I posted an article back in April of ‘07 bemoaning the piss-poor performance of current antivirus technology and it looks like the mainstream guys are slowly picking it up as well.

According to this article by PCWorld.com, their tests showed that “the best performer detected only one in four new malware samples.” Catching 25% of new malware is actually a very good percentage given the reactive nature of current AV technology. That might have been great in the 90’s, when the top threat was viruses who’s propagation was largely limited to the local host but viruses are a threat of the past. Worms, trojans and bots are the current soup de jour for the bad guys and reactive countermeasures are simply inadequate at preventing them. Yes, I said prevent. I want my antivirus software to stop the attack before it becomes an infection.
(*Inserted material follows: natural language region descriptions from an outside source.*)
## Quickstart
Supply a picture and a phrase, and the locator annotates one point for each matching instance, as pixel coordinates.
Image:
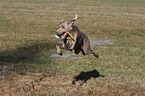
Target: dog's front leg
(73, 42)
(58, 46)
Once it’s an infection, it’s an incident and I have to spend time, and more importantly, money to fix it and that’s after I’ve already spent time and money on AV software and its maintenance.

As I’ve said before, AV technology needs to get their peanut butter stuck in IPS technology’s chocolate. AV should be more aware of malicious behavior as well as known malicious content. Most AV software already hooks into the kernel. Why not leverage that low-level awareness more effectively? Snarf those memory calls. Sniff that NIC access. New listener? I think not! Shut that process down and quarantine it.

‘But Michael, that’s the job of your HIPS’ you say? That’s exactly my point.